2. As Na+ continues to flow in, the membrane potential can briefly become positive (around +30 mV).
Repolarization and Hyperpolarization
3. Once the membrane potential reaches +30 mV, voltage-gated K+ channels open, allowing potassium
ions (K+) to exit the cell. Since K+ carries a positive charge, this causes the membrane potential to
become more negative again (repolarization). eventually returning to the resting-70 mV.
4. However, K+ channels are slow to close, so the membrane potential briefly becomes even more
negative than the resting potential, a state called hyperpolarization.
The Action Potential Process.
The action potential (signal) travels along the neuron, changing the voltage by about 100 mV (from-70 mV
to +30 mV).
Voltage-gated Na+ channels have two gates:
• Activation gate opens at -55 mV, allowing Na+ to flood in. 0 Inactivation gate closes shortly after,
stopping Na+ flow during repolarization.
• Voltage-gated K+ channels have one gate that opens when the membrane reaches about -50 mV,
allowing K+ to leave the cell.

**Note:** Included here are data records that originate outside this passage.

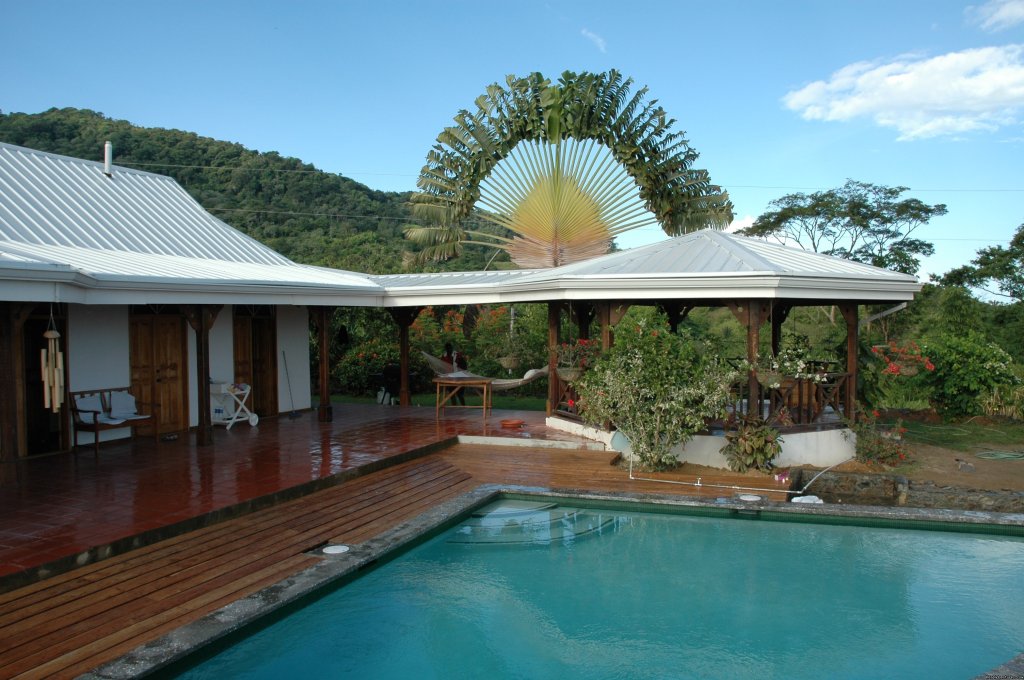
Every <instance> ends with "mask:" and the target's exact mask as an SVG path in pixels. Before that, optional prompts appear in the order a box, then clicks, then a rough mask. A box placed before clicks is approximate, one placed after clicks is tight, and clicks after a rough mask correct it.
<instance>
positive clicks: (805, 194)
mask: <svg viewBox="0 0 1024 680" xmlns="http://www.w3.org/2000/svg"><path fill="white" fill-rule="evenodd" d="M907 190H908V189H907V187H906V186H881V185H877V184H869V183H867V182H859V181H856V180H853V179H848V180H847V182H846V184H844V185H843V186H841V187H839V188H833V189H828V190H826V192H815V193H814V194H810V195H808V194H800V193H798V194H787V195H786V196H783V197H782V198H780V199H776V200H774V201H772V202H771V203H770V204H769V208H770V210H769V211H768V212H766V213H764V214H763V215H761V216H760V217H758V219H757V220H756V221H755V222H754V224H753V225H752V226H750V227H748V228H745V229H742V230H741V231H740V233H743V235H745V236H751V237H758V238H769V237H772V238H776V239H783V240H785V241H786V242H796V243H797V244H798V245H799V246H800V247H801V248H803V249H805V250H811V251H814V252H816V253H823V254H825V255H834V256H836V257H842V258H845V259H849V260H855V261H857V262H864V263H866V264H872V265H874V266H878V267H884V268H886V269H893V270H895V271H902V272H903V273H909V274H914V273H916V272H918V269H919V268H920V267H921V259H920V258H921V257H927V256H928V255H931V254H932V253H934V252H935V247H934V246H933V245H932V244H930V243H928V242H926V241H922V240H920V239H915V238H912V237H911V235H912V233H913V231H915V230H916V229H918V228H920V227H921V226H923V225H925V224H927V223H928V221H929V220H931V219H932V218H933V217H938V216H941V215H944V214H946V207H945V205H943V204H936V205H934V206H930V205H928V204H926V203H923V202H922V201H919V200H918V199H902V200H900V196H901V195H902V194H903V193H904V192H907Z"/></svg>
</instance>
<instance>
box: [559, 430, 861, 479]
mask: <svg viewBox="0 0 1024 680" xmlns="http://www.w3.org/2000/svg"><path fill="white" fill-rule="evenodd" d="M546 424H547V425H548V426H549V427H552V428H555V429H559V430H562V431H565V432H571V433H573V434H577V435H579V436H584V437H587V438H590V439H595V440H597V441H601V442H603V443H604V444H605V445H606V447H607V448H608V449H609V450H610V451H618V452H621V453H622V454H623V455H624V456H629V455H630V453H631V451H630V447H629V441H627V439H626V437H624V436H622V434H621V433H614V434H612V433H610V432H608V431H606V430H599V429H596V428H593V427H589V426H587V425H582V424H580V423H573V422H571V421H568V420H563V419H561V418H548V420H547V423H546ZM849 432H850V431H849V430H847V429H839V430H822V431H820V432H791V433H787V434H783V435H782V453H780V454H779V456H778V458H777V459H775V466H776V467H787V466H791V465H813V466H815V467H828V466H829V465H837V464H839V463H842V462H844V461H848V460H850V459H851V458H853V455H854V439H853V438H852V437H850V436H845V435H844V433H849ZM724 445H725V436H724V435H723V434H718V435H710V436H709V435H697V436H695V437H693V438H692V439H691V440H690V441H688V442H687V443H686V445H685V447H676V448H675V449H674V450H673V452H674V453H675V454H676V458H678V459H679V460H680V461H682V462H684V463H693V464H694V465H707V466H708V467H715V468H722V469H728V468H729V465H728V463H726V460H725V456H723V455H722V454H721V450H722V447H724Z"/></svg>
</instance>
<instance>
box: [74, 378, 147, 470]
mask: <svg viewBox="0 0 1024 680" xmlns="http://www.w3.org/2000/svg"><path fill="white" fill-rule="evenodd" d="M139 407H148V408H150V411H151V413H148V414H140V413H138V408H139ZM157 411H158V406H157V405H155V403H146V402H144V401H136V400H135V397H134V396H133V395H132V393H131V390H130V388H128V387H111V388H106V389H97V390H84V391H80V392H72V393H71V413H72V420H73V424H74V432H73V433H72V436H73V437H74V444H75V447H74V448H75V449H78V445H79V443H78V433H79V432H92V434H93V438H92V451H93V455H94V456H95V457H96V459H97V460H98V459H99V433H100V432H102V431H104V430H120V429H124V428H126V427H128V428H131V436H132V438H134V437H135V428H137V427H139V426H140V425H146V424H148V423H150V422H151V421H152V422H153V431H154V437H155V439H156V440H157V441H160V433H159V431H158V428H157V424H156V423H157V422H158V419H157V418H156V417H155V416H156V414H157Z"/></svg>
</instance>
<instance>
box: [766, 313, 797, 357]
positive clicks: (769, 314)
mask: <svg viewBox="0 0 1024 680" xmlns="http://www.w3.org/2000/svg"><path fill="white" fill-rule="evenodd" d="M770 309H771V311H770V312H769V315H770V316H771V353H772V354H773V355H775V356H778V351H779V349H781V346H782V324H784V323H785V320H786V318H788V317H790V311H791V310H792V309H793V305H788V304H784V303H782V302H772V303H771V307H770Z"/></svg>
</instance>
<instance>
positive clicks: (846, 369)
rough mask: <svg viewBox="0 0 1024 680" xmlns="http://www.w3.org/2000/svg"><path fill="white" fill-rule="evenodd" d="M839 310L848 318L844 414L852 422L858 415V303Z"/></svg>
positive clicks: (846, 304)
mask: <svg viewBox="0 0 1024 680" xmlns="http://www.w3.org/2000/svg"><path fill="white" fill-rule="evenodd" d="M839 310H840V312H841V313H842V314H843V318H844V320H846V372H847V374H849V375H848V377H847V381H846V394H845V395H844V396H845V398H846V403H845V405H844V407H845V410H844V414H843V415H844V416H845V417H846V419H847V420H849V421H850V422H853V421H854V419H856V417H857V354H858V352H859V351H860V338H859V328H860V325H859V324H858V323H857V305H856V304H855V303H853V304H851V303H846V304H841V305H839Z"/></svg>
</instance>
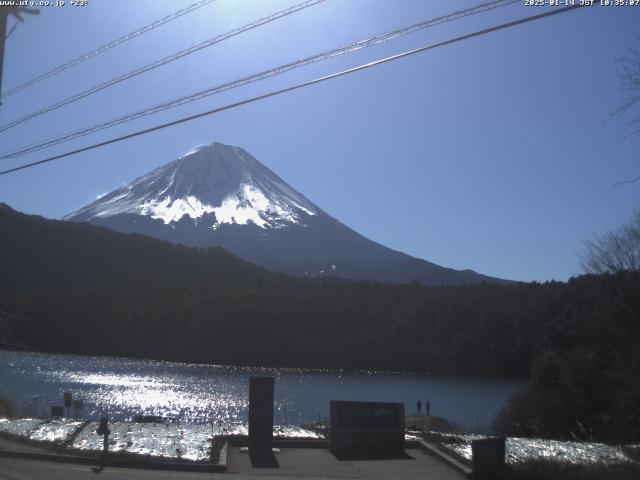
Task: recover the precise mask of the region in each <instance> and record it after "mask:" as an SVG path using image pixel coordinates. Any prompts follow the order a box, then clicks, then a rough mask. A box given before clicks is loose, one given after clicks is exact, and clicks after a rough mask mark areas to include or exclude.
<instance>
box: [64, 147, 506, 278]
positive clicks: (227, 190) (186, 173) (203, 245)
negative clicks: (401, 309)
mask: <svg viewBox="0 0 640 480" xmlns="http://www.w3.org/2000/svg"><path fill="white" fill-rule="evenodd" d="M64 220H67V221H74V222H91V223H93V224H96V225H100V226H103V227H107V228H110V229H112V230H116V231H119V232H125V233H140V234H143V235H148V236H151V237H155V238H159V239H163V240H168V241H170V242H173V243H180V244H183V245H186V246H193V247H210V246H221V247H223V248H226V249H227V250H229V251H231V252H232V253H234V254H236V255H238V256H240V257H242V258H244V259H245V260H248V261H250V262H253V263H256V264H258V265H262V266H264V267H267V268H269V269H271V270H276V271H280V272H283V273H287V274H290V275H294V276H322V275H330V276H339V277H344V278H353V279H364V280H373V281H380V282H389V283H406V282H412V281H418V282H420V283H422V284H425V285H442V284H446V285H462V284H476V283H480V282H483V281H486V282H496V281H497V282H501V281H503V280H500V279H496V278H492V277H488V276H485V275H481V274H478V273H476V272H474V271H472V270H454V269H451V268H445V267H441V266H439V265H436V264H434V263H430V262H427V261H425V260H422V259H419V258H415V257H411V256H409V255H406V254H404V253H401V252H398V251H395V250H392V249H390V248H387V247H384V246H382V245H380V244H378V243H375V242H373V241H371V240H369V239H367V238H365V237H364V236H362V235H360V234H359V233H357V232H355V231H354V230H352V229H350V228H349V227H347V226H346V225H344V224H342V223H341V222H339V221H338V220H336V219H335V218H333V217H331V216H330V215H328V214H327V213H325V212H324V211H323V210H322V209H321V208H320V207H318V206H317V205H315V204H314V203H313V202H311V201H310V200H309V199H307V198H306V197H305V196H304V195H302V194H301V193H299V192H298V191H296V190H295V189H294V188H293V187H291V186H290V185H288V184H287V183H286V182H285V181H284V180H282V179H281V178H280V177H278V175H276V174H275V173H274V172H273V171H271V170H269V169H268V168H267V167H265V166H264V165H263V164H261V163H260V162H259V161H258V160H256V159H255V158H254V157H252V156H251V155H250V154H249V153H247V152H246V151H245V150H243V149H242V148H239V147H235V146H230V145H223V144H221V143H213V144H211V145H208V146H203V147H199V148H198V149H196V150H195V151H194V152H191V153H189V154H187V155H185V156H183V157H180V158H178V159H177V160H174V161H172V162H170V163H168V164H166V165H164V166H162V167H159V168H157V169H155V170H153V171H151V172H149V173H148V174H146V175H143V176H142V177H139V178H137V179H135V180H134V181H133V182H131V183H130V184H128V185H126V186H124V187H121V188H118V189H116V190H114V191H112V192H111V193H108V194H106V195H104V196H102V197H100V198H98V199H97V200H96V201H94V202H93V203H91V204H89V205H87V206H85V207H83V208H80V209H79V210H77V211H75V212H73V213H70V214H69V215H67V216H65V217H64Z"/></svg>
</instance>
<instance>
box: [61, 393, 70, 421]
mask: <svg viewBox="0 0 640 480" xmlns="http://www.w3.org/2000/svg"><path fill="white" fill-rule="evenodd" d="M62 396H63V398H64V406H65V407H67V418H69V408H70V407H71V392H64V393H63V394H62Z"/></svg>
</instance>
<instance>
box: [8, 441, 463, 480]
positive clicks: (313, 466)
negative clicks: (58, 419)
mask: <svg viewBox="0 0 640 480" xmlns="http://www.w3.org/2000/svg"><path fill="white" fill-rule="evenodd" d="M0 450H5V451H6V450H11V451H16V450H22V451H25V452H30V453H37V452H38V451H40V449H38V448H36V447H31V446H25V445H22V444H19V443H15V442H12V441H9V440H6V439H0ZM42 452H45V453H50V452H49V451H46V450H42ZM274 459H275V460H274V461H275V465H276V467H275V468H254V467H253V466H252V463H251V459H250V457H249V455H248V454H247V453H244V452H241V450H240V448H237V447H232V448H230V450H229V456H228V473H194V472H182V471H180V472H178V471H167V470H147V469H132V468H120V467H107V468H105V469H99V468H98V467H97V466H92V465H79V464H73V463H59V462H51V461H42V460H31V459H24V458H8V457H3V456H0V479H1V480H5V479H6V480H31V479H34V480H35V479H42V478H46V479H49V480H63V479H69V480H76V479H77V480H81V479H89V478H90V479H94V480H95V479H96V476H97V475H99V476H100V477H101V478H104V479H109V478H113V479H118V478H123V479H134V478H135V479H143V480H144V479H149V480H165V479H177V478H180V479H190V478H194V479H195V478H212V477H214V478H220V479H223V478H231V479H236V480H242V479H245V478H247V479H257V478H268V479H271V480H277V479H292V478H310V479H311V478H312V479H374V480H375V479H383V478H403V479H409V480H410V479H422V478H429V479H432V480H461V479H464V478H465V477H464V476H463V475H461V474H460V473H458V472H457V471H456V470H454V469H453V468H451V467H450V466H449V465H447V464H445V463H443V462H442V461H440V460H437V459H436V458H434V457H432V456H430V455H428V454H426V453H424V452H423V451H421V450H419V449H408V450H407V455H406V456H405V457H404V458H401V459H376V460H338V459H337V458H336V457H334V456H333V455H332V454H331V453H329V452H328V451H327V450H325V449H321V448H283V449H281V451H280V452H279V453H277V454H276V455H275V456H274Z"/></svg>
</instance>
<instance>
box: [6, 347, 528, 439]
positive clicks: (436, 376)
mask: <svg viewBox="0 0 640 480" xmlns="http://www.w3.org/2000/svg"><path fill="white" fill-rule="evenodd" d="M253 375H269V376H273V377H275V402H276V406H275V408H276V412H275V418H274V421H275V423H277V424H281V425H301V424H304V423H307V422H312V421H314V420H317V419H318V418H319V417H320V418H322V419H324V418H327V417H328V415H329V401H330V400H367V401H389V402H402V403H404V404H405V410H406V412H407V414H408V413H412V412H415V410H416V401H417V399H418V398H420V399H421V400H422V402H423V404H424V403H425V402H426V400H429V402H430V404H431V414H432V415H437V416H440V417H443V418H446V419H447V420H451V421H453V422H455V423H456V424H457V425H458V426H460V427H461V428H462V429H465V430H467V431H476V430H477V428H478V426H479V427H480V430H481V431H486V430H487V429H488V428H489V426H490V424H491V422H492V421H493V420H494V418H495V416H496V414H497V413H498V412H499V411H500V409H501V408H502V407H503V406H504V405H505V404H506V403H507V401H508V400H509V398H510V397H511V395H513V394H514V393H515V392H517V391H519V390H521V389H522V388H523V387H524V383H523V382H519V381H512V380H495V379H480V378H470V377H446V376H433V375H424V374H400V373H388V372H374V371H371V372H349V373H347V372H341V371H328V370H306V369H260V368H248V367H228V366H215V365H196V364H186V363H172V362H160V361H152V360H134V359H128V358H113V357H90V356H79V355H57V354H44V353H28V352H11V351H0V396H2V397H5V398H8V399H9V401H10V402H11V403H12V405H13V406H14V408H15V410H16V412H15V413H16V414H17V415H22V416H32V415H34V414H35V415H42V413H43V412H45V411H46V412H49V411H50V408H51V406H52V405H62V404H63V399H62V394H63V392H65V391H69V392H72V394H73V397H74V398H77V399H81V400H82V401H83V403H84V411H83V412H82V416H83V417H85V418H89V419H96V418H99V417H100V416H101V415H108V416H109V417H110V418H111V419H113V420H127V419H130V418H132V417H133V416H134V415H159V416H164V417H172V418H176V419H178V420H182V421H188V422H196V423H212V422H214V423H215V422H224V423H226V422H232V421H246V420H247V418H248V397H249V377H250V376H253ZM423 408H424V407H423ZM72 413H73V412H72Z"/></svg>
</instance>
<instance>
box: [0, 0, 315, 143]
mask: <svg viewBox="0 0 640 480" xmlns="http://www.w3.org/2000/svg"><path fill="white" fill-rule="evenodd" d="M324 1H325V0H306V1H304V2H302V3H299V4H297V5H294V6H293V7H289V8H286V9H284V10H281V11H279V12H276V13H273V14H271V15H269V16H267V17H263V18H260V19H259V20H256V21H254V22H251V23H248V24H246V25H243V26H242V27H239V28H235V29H233V30H231V31H229V32H227V33H223V34H221V35H217V36H215V37H213V38H210V39H209V40H206V41H204V42H202V43H199V44H197V45H193V46H191V47H189V48H186V49H184V50H181V51H179V52H177V53H174V54H171V55H168V56H166V57H164V58H161V59H160V60H156V61H155V62H153V63H149V64H147V65H145V66H143V67H140V68H138V69H136V70H133V71H131V72H128V73H125V74H123V75H120V76H119V77H116V78H112V79H111V80H108V81H106V82H103V83H101V84H99V85H96V86H94V87H91V88H89V89H87V90H84V91H83V92H80V93H78V94H76V95H72V96H71V97H68V98H65V99H64V100H60V101H59V102H56V103H53V104H51V105H49V106H47V107H44V108H41V109H40V110H37V111H35V112H32V113H29V114H27V115H24V116H22V117H20V118H18V119H16V120H14V121H12V122H9V123H7V124H5V125H1V126H0V132H4V131H6V130H9V129H10V128H13V127H15V126H17V125H20V124H21V123H24V122H26V121H27V120H31V119H32V118H35V117H39V116H40V115H44V114H45V113H48V112H51V111H53V110H56V109H58V108H60V107H63V106H65V105H69V104H70V103H73V102H77V101H78V100H81V99H83V98H86V97H88V96H89V95H93V94H94V93H97V92H99V91H101V90H104V89H105V88H109V87H112V86H113V85H116V84H118V83H120V82H124V81H125V80H129V79H130V78H133V77H137V76H138V75H141V74H143V73H146V72H149V71H151V70H154V69H156V68H158V67H161V66H163V65H166V64H168V63H171V62H174V61H176V60H178V59H180V58H182V57H185V56H187V55H190V54H192V53H194V52H197V51H199V50H202V49H203V48H207V47H210V46H212V45H215V44H217V43H220V42H222V41H224V40H228V39H229V38H231V37H235V36H236V35H240V34H241V33H244V32H246V31H249V30H252V29H254V28H257V27H260V26H262V25H265V24H267V23H270V22H273V21H275V20H278V19H280V18H283V17H286V16H288V15H291V14H293V13H296V12H299V11H300V10H304V9H305V8H309V7H311V6H313V5H316V4H318V3H322V2H324Z"/></svg>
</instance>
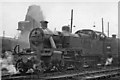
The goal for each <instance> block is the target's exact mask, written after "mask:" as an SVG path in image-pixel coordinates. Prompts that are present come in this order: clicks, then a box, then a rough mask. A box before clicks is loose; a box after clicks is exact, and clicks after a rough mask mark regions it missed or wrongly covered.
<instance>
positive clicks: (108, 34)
mask: <svg viewBox="0 0 120 80" xmlns="http://www.w3.org/2000/svg"><path fill="white" fill-rule="evenodd" d="M108 37H109V22H108Z"/></svg>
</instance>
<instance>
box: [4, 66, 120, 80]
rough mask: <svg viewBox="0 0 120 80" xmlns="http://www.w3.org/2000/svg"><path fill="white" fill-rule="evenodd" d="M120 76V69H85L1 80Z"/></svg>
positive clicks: (20, 75) (57, 72)
mask: <svg viewBox="0 0 120 80" xmlns="http://www.w3.org/2000/svg"><path fill="white" fill-rule="evenodd" d="M115 76H120V68H118V67H114V68H102V69H98V70H91V69H87V70H86V69H85V70H83V71H81V70H68V71H65V72H62V73H61V72H53V73H44V74H23V75H19V74H17V75H11V76H3V77H2V80H68V79H69V80H93V79H102V78H110V77H115Z"/></svg>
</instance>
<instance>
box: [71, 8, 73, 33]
mask: <svg viewBox="0 0 120 80" xmlns="http://www.w3.org/2000/svg"><path fill="white" fill-rule="evenodd" d="M72 25H73V9H72V10H71V33H72Z"/></svg>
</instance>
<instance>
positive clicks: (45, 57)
mask: <svg viewBox="0 0 120 80" xmlns="http://www.w3.org/2000/svg"><path fill="white" fill-rule="evenodd" d="M119 41H120V40H119V39H118V38H116V36H115V35H113V37H107V36H106V35H105V34H103V33H102V32H98V31H93V30H90V29H83V30H78V31H77V32H75V34H72V33H70V28H69V27H68V26H63V27H62V32H59V31H56V32H54V33H53V32H52V31H50V30H49V29H47V28H46V29H42V28H35V29H33V30H32V31H31V32H30V35H29V43H30V48H29V49H24V50H23V51H22V52H20V51H19V45H17V46H16V47H15V49H14V51H15V54H17V55H15V58H16V59H15V60H16V62H15V64H16V69H18V70H19V71H20V72H24V73H25V72H27V71H28V70H29V69H33V71H34V72H35V71H40V72H43V71H51V70H57V71H65V70H67V69H69V68H73V69H81V68H84V67H97V66H98V64H99V65H105V64H106V60H107V59H108V58H112V65H118V64H119V61H120V60H119V54H120V51H119V50H120V43H119Z"/></svg>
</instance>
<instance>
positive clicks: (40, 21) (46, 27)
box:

These channels close after repolarization, but not before
hyperpolarization occurs
Refractory Periods.
The absolute refractory period is when the Na+ inactivation gate is closed, so no new action potential can
be started. The relative refractory period occurs during hyperpolarization. A stronger-than- usual stimulus
is required to trigger a new action potential during this phase.